As remote work expands and becomes a normality in today’s society, so does it reach. Along with remote jobs, you can also find a slew of remote internships popping up in a multitude of industries in recent years.
At first the idea might be a little bizarre to some — how are you supposed to have a hands-on learning experience from another timezone? However, no one should be too quick to jump the gun with their opinion on remote internships. After all, the most amount of learning you do during an internship is often tied to actual tasks you complete for the company (as opposed to bringing your bosses coffee and taking a tour of the onsite office). And who says these types of informative tasks can’t be completed from afar? Not us, that’s for sure.
We’ve got a few reasons why we think remote internships can be hugely value, and if you’re thinking about applying to one in just about any industry, we hope we push you over the fence.
Networking doesn’t just happen face-to-face. In fact, it often happens inbox-to-inbox. Growing a digital network is just as important as growing an in-person network, and in the case of a career, it can often be more beneficial.
Long after you’ve completed your internship, you’ll have built professional relationships with a slew of people in your industry via email, social media, and other digital channels. And guess what? You’ll still have their contact information long after you’ve finished, which means that you can reach out to them with new proposals, projects, or requests for recommendations.
An in-person relationship can only last so long once you’re no longer regularly working with a person — but a digital relationship can last a lifetime.
Admittedly, it can be nice to work underneath somebody’s wing, having your hand held from step to step. However, that may not be the best way to actually learn something.
When you partake in a remote internship, you really are working a lot more independently than you might be with an in-office internship. This is not a bad thing. In fact, when it comes to learning and maintaining lifelong skills that you can use moving forward, remote learning is more likely to break those ties of dependence and boost your confidence as an independent and skilled worker.
Internships aren’t forever, but the things you learn from them can be.
The end of an internship doesn’t have to mean the end of work. In fact, many companies will often hire their interns after the internship comes to an end if they excelled in the position. When you complete a remote internship, that means that the chances of you being called back for paid work can extend far into the future no matter what city you’re living in.

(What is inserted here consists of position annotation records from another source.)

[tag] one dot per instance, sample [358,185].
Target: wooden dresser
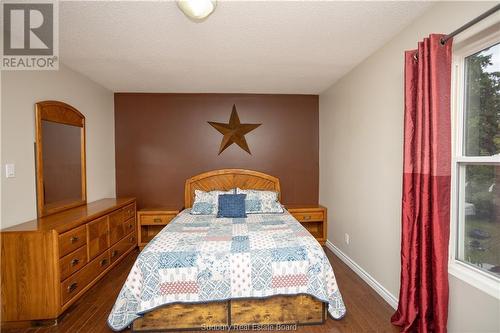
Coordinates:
[48,263]
[151,221]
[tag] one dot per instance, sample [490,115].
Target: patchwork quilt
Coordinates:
[200,258]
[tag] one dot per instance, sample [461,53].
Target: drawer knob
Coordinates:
[72,287]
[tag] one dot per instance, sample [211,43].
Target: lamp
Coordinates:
[197,9]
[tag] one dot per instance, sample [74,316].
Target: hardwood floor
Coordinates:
[366,310]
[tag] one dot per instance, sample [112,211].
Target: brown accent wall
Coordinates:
[163,139]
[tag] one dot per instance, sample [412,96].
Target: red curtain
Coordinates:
[423,296]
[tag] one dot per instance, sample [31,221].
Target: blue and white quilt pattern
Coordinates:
[200,258]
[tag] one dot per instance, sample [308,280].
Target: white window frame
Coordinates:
[486,282]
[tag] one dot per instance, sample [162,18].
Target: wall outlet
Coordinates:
[10,170]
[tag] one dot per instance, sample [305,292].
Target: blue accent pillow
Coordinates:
[232,205]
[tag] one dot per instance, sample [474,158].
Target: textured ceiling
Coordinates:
[258,47]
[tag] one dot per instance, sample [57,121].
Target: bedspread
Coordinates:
[200,258]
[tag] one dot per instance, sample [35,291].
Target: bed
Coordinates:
[203,272]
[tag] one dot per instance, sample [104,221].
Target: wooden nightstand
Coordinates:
[150,221]
[313,218]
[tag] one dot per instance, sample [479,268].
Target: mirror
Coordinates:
[60,157]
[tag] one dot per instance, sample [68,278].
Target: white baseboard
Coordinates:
[384,293]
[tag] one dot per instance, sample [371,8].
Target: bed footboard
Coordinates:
[242,314]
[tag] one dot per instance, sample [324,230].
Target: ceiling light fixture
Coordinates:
[197,9]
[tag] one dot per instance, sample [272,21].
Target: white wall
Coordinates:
[361,141]
[20,90]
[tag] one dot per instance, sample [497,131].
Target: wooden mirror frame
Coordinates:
[61,113]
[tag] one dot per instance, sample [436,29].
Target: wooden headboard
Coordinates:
[226,179]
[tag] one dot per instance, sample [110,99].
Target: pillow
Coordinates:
[206,203]
[231,205]
[261,202]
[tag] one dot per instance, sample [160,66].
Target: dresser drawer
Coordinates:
[163,219]
[73,262]
[129,212]
[122,246]
[308,216]
[129,226]
[71,240]
[97,232]
[78,281]
[116,231]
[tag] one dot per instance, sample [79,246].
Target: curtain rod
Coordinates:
[470,23]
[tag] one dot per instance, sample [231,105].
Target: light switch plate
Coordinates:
[10,170]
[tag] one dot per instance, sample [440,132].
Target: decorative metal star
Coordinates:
[234,132]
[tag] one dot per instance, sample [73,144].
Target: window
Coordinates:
[475,241]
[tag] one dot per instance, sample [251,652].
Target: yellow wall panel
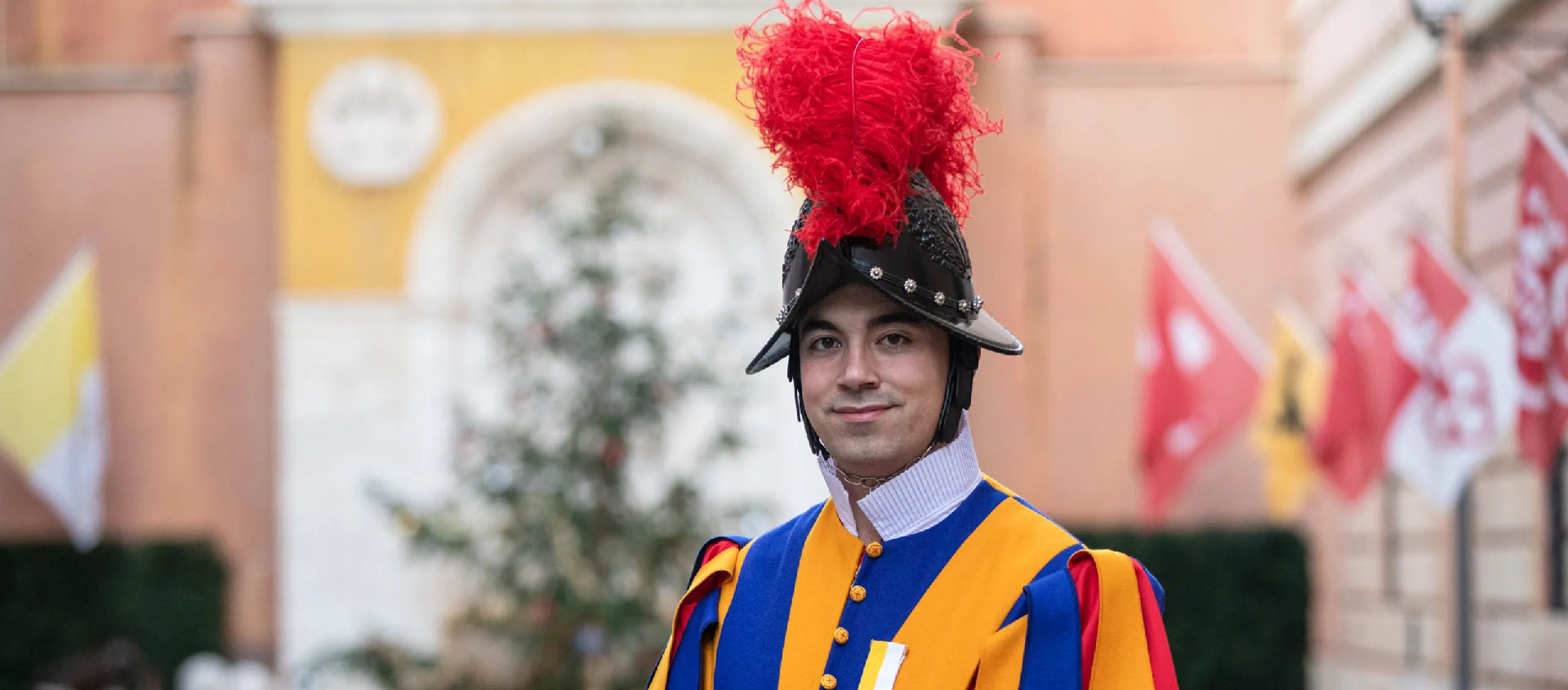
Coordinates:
[352,240]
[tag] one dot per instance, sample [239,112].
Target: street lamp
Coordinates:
[1445,20]
[1435,13]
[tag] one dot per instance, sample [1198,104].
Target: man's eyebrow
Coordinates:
[896,317]
[819,325]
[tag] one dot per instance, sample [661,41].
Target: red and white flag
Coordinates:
[1368,381]
[1201,367]
[1540,296]
[1467,393]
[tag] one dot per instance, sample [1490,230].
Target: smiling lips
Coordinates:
[862,413]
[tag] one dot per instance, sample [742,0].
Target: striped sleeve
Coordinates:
[1095,625]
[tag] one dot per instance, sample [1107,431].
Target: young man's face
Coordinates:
[872,376]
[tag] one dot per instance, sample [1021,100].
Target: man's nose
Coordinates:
[860,369]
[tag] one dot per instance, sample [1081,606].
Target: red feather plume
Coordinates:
[849,114]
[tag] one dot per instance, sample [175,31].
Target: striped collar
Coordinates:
[916,499]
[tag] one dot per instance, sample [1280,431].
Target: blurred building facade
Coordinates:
[145,131]
[1370,160]
[300,207]
[317,197]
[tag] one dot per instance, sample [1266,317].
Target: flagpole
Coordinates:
[1459,192]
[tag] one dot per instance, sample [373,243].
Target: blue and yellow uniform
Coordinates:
[993,596]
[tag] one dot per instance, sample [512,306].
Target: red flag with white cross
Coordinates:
[1540,296]
[1368,381]
[1468,390]
[1201,367]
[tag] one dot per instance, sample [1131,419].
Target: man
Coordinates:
[918,572]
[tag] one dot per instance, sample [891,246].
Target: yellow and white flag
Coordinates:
[52,417]
[1290,405]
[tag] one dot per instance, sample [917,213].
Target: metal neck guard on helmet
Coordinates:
[879,127]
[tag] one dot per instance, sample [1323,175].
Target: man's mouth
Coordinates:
[862,413]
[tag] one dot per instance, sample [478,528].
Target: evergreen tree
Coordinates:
[569,572]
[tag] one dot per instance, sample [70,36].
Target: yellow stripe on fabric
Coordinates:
[956,617]
[1002,657]
[42,364]
[874,662]
[722,565]
[826,568]
[1121,651]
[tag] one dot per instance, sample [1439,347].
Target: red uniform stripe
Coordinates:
[1155,634]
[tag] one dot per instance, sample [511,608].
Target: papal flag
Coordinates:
[52,419]
[1290,403]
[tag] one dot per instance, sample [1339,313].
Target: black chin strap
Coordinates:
[963,359]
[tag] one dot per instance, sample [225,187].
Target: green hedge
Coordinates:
[56,603]
[1235,603]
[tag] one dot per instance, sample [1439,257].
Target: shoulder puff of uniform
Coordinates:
[1094,625]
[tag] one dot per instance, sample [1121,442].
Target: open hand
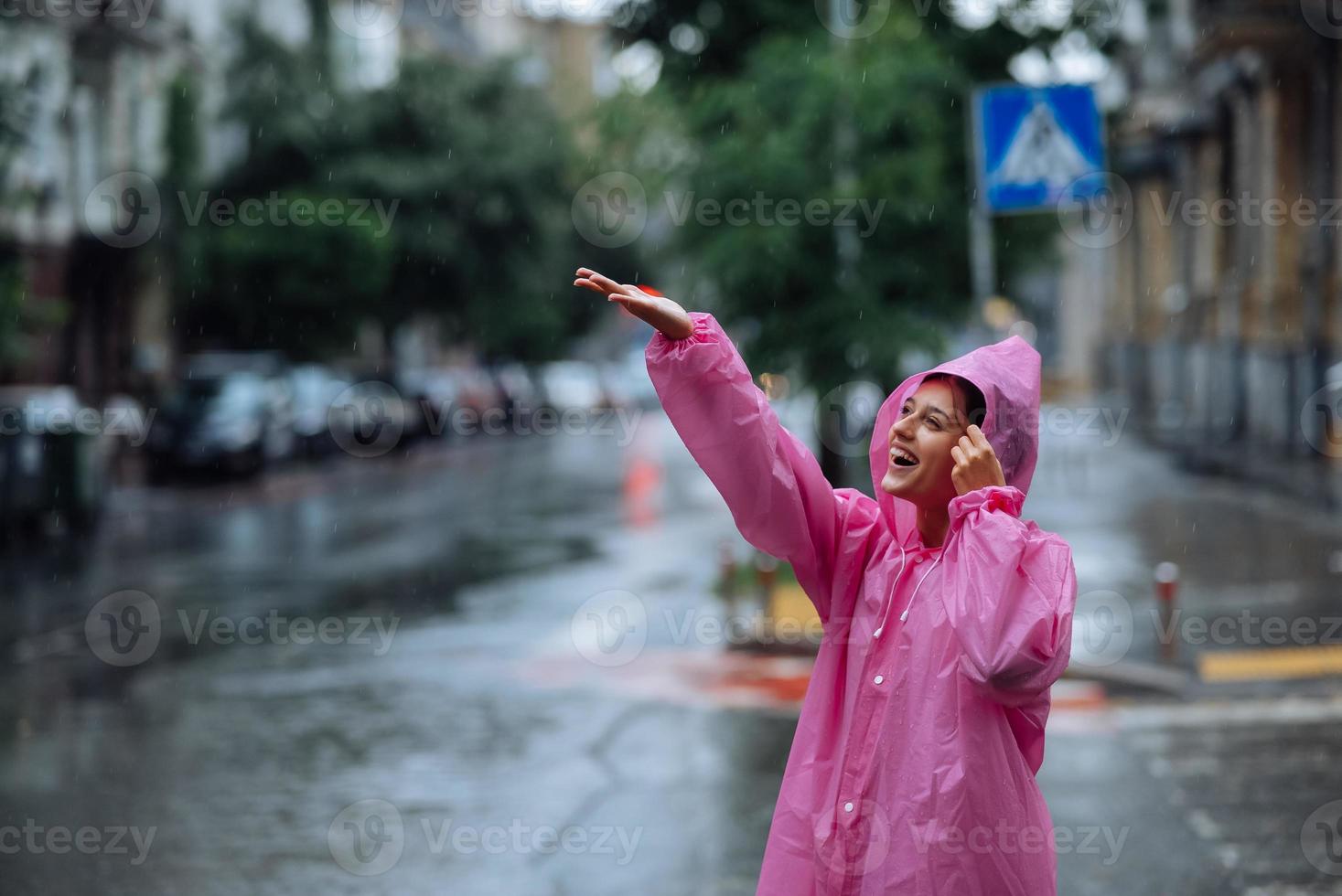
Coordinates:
[976,463]
[658,310]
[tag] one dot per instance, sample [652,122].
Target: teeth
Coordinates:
[901,453]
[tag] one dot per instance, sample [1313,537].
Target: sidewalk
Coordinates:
[1259,574]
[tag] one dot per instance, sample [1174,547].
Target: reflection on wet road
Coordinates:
[233,761]
[373,677]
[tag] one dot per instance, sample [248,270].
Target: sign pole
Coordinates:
[982,263]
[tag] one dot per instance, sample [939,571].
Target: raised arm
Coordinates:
[772,483]
[1009,596]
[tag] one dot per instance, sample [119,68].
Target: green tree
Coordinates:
[760,106]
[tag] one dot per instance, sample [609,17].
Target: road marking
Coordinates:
[1306,661]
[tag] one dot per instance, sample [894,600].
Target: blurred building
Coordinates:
[1223,313]
[85,108]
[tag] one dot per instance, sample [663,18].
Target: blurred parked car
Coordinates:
[231,422]
[571,384]
[51,468]
[520,393]
[315,389]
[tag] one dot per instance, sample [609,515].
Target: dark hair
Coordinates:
[976,408]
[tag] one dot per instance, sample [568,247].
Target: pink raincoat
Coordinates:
[913,767]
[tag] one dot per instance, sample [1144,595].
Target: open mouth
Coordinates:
[901,458]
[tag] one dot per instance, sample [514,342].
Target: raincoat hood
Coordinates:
[1006,373]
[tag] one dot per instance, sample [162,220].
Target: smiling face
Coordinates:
[929,425]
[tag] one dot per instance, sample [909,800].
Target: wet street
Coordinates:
[380,675]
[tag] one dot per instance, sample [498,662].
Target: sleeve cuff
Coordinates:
[706,329]
[1005,498]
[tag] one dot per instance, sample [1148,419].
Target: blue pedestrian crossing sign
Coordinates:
[1037,146]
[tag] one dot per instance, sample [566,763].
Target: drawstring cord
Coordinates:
[905,614]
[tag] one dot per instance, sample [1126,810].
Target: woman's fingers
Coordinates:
[977,436]
[601,281]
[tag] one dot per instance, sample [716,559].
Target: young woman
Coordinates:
[946,616]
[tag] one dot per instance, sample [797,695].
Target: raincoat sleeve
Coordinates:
[1009,596]
[780,500]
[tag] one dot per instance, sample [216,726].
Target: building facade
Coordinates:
[1223,322]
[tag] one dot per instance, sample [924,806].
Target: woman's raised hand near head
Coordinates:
[658,310]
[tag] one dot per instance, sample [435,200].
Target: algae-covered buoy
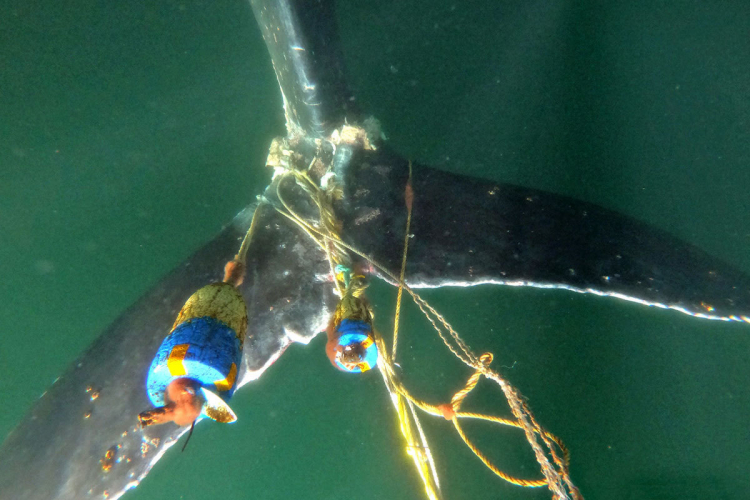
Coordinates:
[194,371]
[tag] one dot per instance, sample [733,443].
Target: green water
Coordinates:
[130,132]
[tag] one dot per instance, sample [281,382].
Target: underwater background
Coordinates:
[131,132]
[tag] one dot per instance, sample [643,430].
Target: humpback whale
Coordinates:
[535,140]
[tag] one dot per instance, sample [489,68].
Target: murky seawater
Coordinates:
[130,133]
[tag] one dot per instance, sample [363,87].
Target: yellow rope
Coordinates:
[408,199]
[556,478]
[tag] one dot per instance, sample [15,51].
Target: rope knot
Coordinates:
[447,410]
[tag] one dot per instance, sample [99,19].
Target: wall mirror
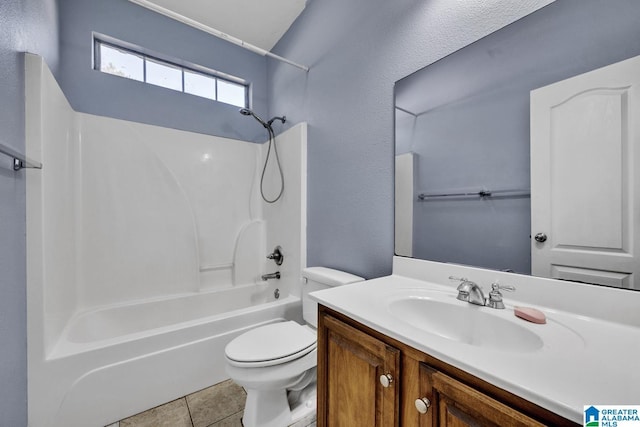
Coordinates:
[470,171]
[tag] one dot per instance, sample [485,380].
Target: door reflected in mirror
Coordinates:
[468,187]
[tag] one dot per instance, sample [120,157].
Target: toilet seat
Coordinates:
[271,345]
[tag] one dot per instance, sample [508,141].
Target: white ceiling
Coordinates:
[258,22]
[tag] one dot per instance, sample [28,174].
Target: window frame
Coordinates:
[99,40]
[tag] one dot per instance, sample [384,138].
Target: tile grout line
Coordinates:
[186,401]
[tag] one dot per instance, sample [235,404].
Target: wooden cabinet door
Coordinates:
[454,404]
[350,364]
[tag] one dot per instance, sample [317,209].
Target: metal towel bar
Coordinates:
[482,194]
[20,161]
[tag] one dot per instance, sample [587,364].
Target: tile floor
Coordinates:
[220,405]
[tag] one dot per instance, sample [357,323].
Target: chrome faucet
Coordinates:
[469,291]
[495,297]
[268,276]
[472,293]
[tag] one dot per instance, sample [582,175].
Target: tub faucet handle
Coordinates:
[276,255]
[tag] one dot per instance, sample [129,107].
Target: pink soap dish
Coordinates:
[530,314]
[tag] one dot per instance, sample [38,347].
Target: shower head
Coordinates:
[247,112]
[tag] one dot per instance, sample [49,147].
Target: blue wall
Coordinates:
[481,137]
[24,25]
[357,50]
[102,94]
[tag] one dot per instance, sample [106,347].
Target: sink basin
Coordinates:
[445,316]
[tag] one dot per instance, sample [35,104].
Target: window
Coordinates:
[123,61]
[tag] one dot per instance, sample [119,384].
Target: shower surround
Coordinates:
[145,247]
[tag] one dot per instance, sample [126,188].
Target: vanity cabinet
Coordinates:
[366,378]
[453,403]
[352,365]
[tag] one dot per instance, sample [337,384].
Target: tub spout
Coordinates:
[275,275]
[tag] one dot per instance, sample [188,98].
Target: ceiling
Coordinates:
[258,22]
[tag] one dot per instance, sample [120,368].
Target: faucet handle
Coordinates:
[495,297]
[498,287]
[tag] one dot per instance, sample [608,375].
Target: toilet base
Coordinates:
[271,408]
[266,408]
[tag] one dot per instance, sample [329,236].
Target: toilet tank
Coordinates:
[318,278]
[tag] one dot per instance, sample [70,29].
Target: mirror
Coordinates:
[463,186]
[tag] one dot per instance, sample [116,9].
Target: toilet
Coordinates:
[276,363]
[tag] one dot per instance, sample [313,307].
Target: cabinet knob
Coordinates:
[386,380]
[422,405]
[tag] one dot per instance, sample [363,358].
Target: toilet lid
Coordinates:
[271,344]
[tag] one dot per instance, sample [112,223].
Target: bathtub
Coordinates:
[113,362]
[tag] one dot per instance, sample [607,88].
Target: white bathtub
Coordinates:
[113,362]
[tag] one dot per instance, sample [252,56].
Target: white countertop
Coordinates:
[583,360]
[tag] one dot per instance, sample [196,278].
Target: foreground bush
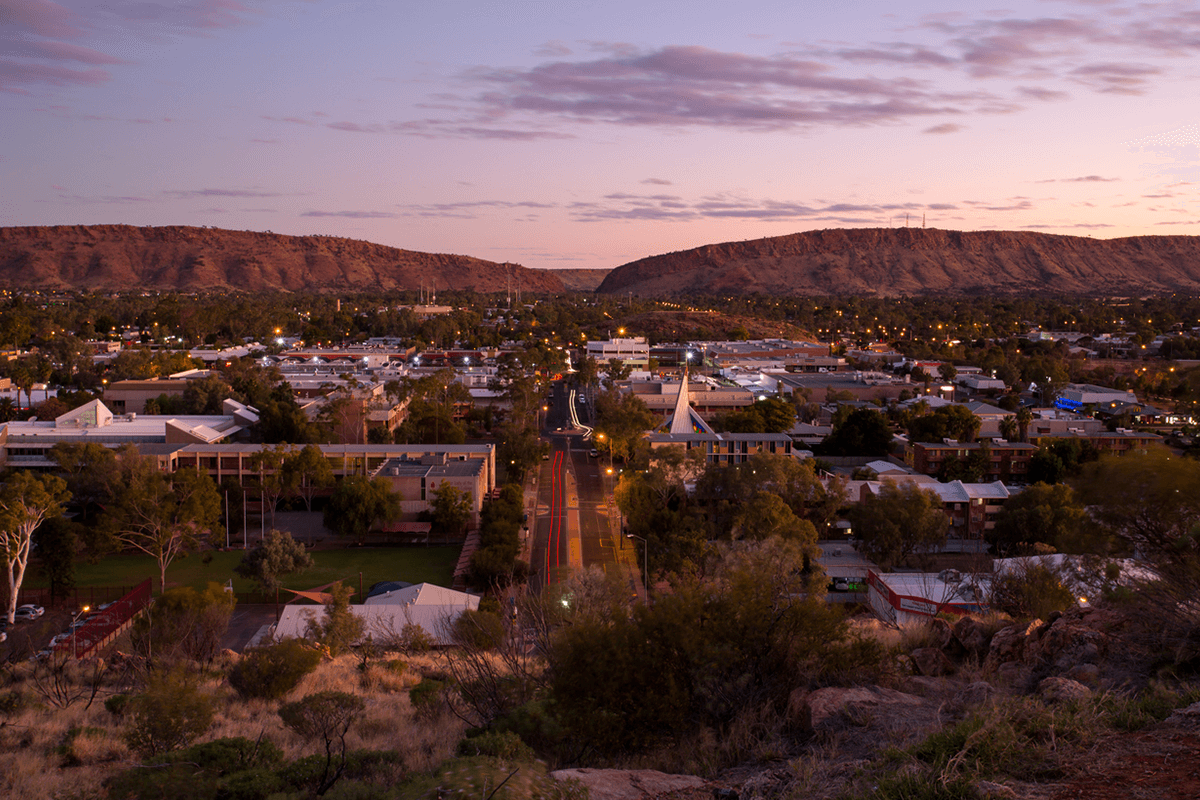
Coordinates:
[171,714]
[271,672]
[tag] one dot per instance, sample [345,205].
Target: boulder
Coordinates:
[931,662]
[1009,643]
[1086,674]
[973,695]
[799,714]
[990,791]
[972,636]
[867,701]
[1062,690]
[628,785]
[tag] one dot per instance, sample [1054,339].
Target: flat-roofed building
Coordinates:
[27,444]
[418,481]
[222,461]
[634,352]
[1008,461]
[727,447]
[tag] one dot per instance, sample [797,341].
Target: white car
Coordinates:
[29,612]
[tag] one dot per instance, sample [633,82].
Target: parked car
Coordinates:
[29,612]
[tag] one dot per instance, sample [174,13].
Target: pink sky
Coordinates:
[561,134]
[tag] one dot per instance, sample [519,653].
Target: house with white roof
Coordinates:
[384,617]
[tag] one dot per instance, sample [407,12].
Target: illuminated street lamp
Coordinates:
[75,631]
[646,563]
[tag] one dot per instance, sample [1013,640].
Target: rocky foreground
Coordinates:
[1039,711]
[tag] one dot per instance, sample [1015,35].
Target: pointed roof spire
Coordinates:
[685,419]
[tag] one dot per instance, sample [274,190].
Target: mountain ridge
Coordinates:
[917,260]
[190,258]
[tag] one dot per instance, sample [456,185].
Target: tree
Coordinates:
[307,471]
[57,546]
[451,509]
[767,415]
[947,422]
[268,462]
[324,716]
[359,503]
[708,655]
[340,627]
[165,516]
[185,624]
[766,515]
[25,501]
[1151,500]
[276,555]
[171,714]
[864,432]
[898,522]
[623,419]
[1024,416]
[1049,515]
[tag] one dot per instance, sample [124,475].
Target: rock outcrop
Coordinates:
[893,262]
[197,259]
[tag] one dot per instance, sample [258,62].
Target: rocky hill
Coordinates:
[581,280]
[913,260]
[183,258]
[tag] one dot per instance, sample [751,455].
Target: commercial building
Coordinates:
[27,444]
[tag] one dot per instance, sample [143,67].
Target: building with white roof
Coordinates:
[27,444]
[430,607]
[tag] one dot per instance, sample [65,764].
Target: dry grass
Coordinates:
[51,752]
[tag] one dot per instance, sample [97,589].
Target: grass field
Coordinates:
[409,564]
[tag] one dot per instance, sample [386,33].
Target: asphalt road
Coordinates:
[576,522]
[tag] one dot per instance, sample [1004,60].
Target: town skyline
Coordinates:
[592,136]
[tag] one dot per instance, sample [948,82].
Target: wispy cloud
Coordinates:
[352,215]
[222,192]
[1084,179]
[945,127]
[37,36]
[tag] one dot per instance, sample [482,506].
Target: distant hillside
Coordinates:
[180,258]
[581,280]
[915,260]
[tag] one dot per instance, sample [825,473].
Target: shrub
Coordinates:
[231,769]
[360,765]
[426,697]
[118,704]
[414,638]
[274,671]
[11,702]
[478,630]
[505,745]
[171,714]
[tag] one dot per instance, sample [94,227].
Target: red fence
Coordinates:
[77,599]
[105,625]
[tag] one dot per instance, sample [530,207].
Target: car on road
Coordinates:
[29,612]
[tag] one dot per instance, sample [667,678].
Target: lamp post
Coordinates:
[646,563]
[75,631]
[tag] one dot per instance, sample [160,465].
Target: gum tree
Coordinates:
[25,501]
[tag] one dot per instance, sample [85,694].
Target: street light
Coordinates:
[75,631]
[646,563]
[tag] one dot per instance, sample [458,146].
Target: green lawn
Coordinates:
[409,564]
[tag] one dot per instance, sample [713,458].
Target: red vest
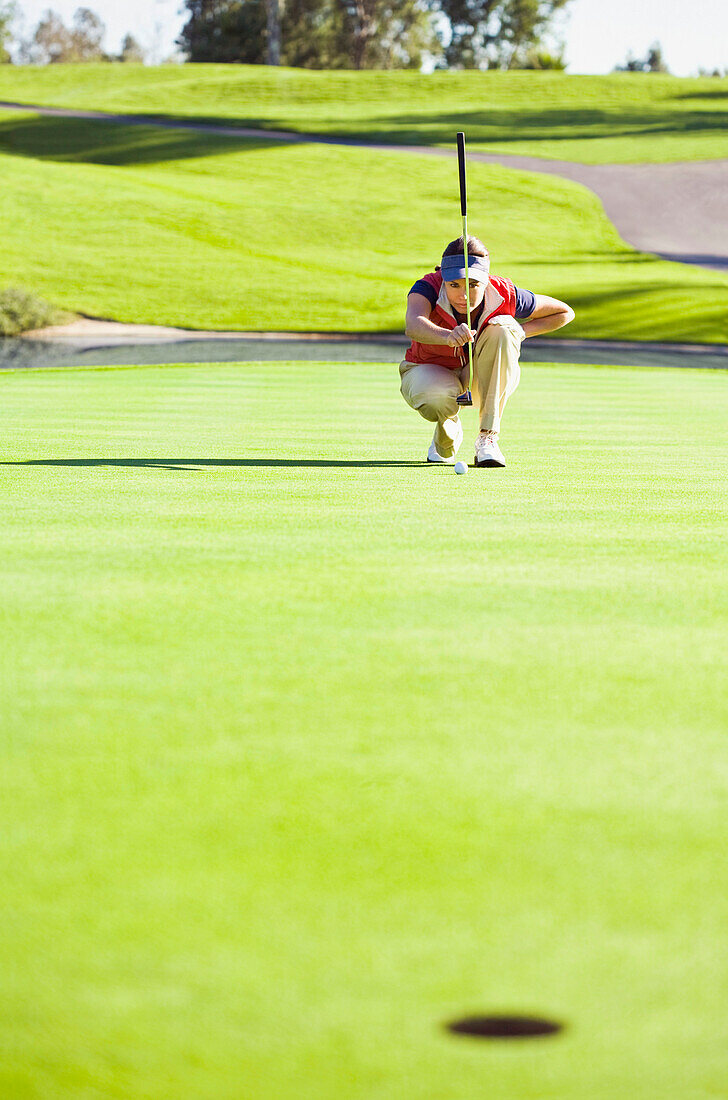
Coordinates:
[499,298]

Want to see your remote internship turn into a remote job? Do the best work you’re capable of during the internship period and build a strong rapport with your boss and the entire team.
Also, as a pro tip, don’t be afraid to ask your boss at the end of the internship whether or not there are any remote openings that you might apply for. Even if your employer doesn’t have a full-time position for you, he or she might have some paid contract work that can be thrown your way.
The good news about internships? You often don’t need a lot of experience to get one. This is helpful in quite a couple of ways. Firstly, remote internships allow you a way to get your foot in the door of whatever industry you’re hoping to pursue. This can often be the hardest part of beginning a career, so getting a hand up via a remote internship isn’t something to sneeze at.
Secondly, because remote internships don’t require a never-ending resume or C.V., you can attain one if you want to simply “try out” a professional field. Not everybody knows what direction they want to go in their career, and even for those who think they do, the actual job can be quite different than the imagined job. Remote internships will allow you an opportunity to test the water and get your feet wet.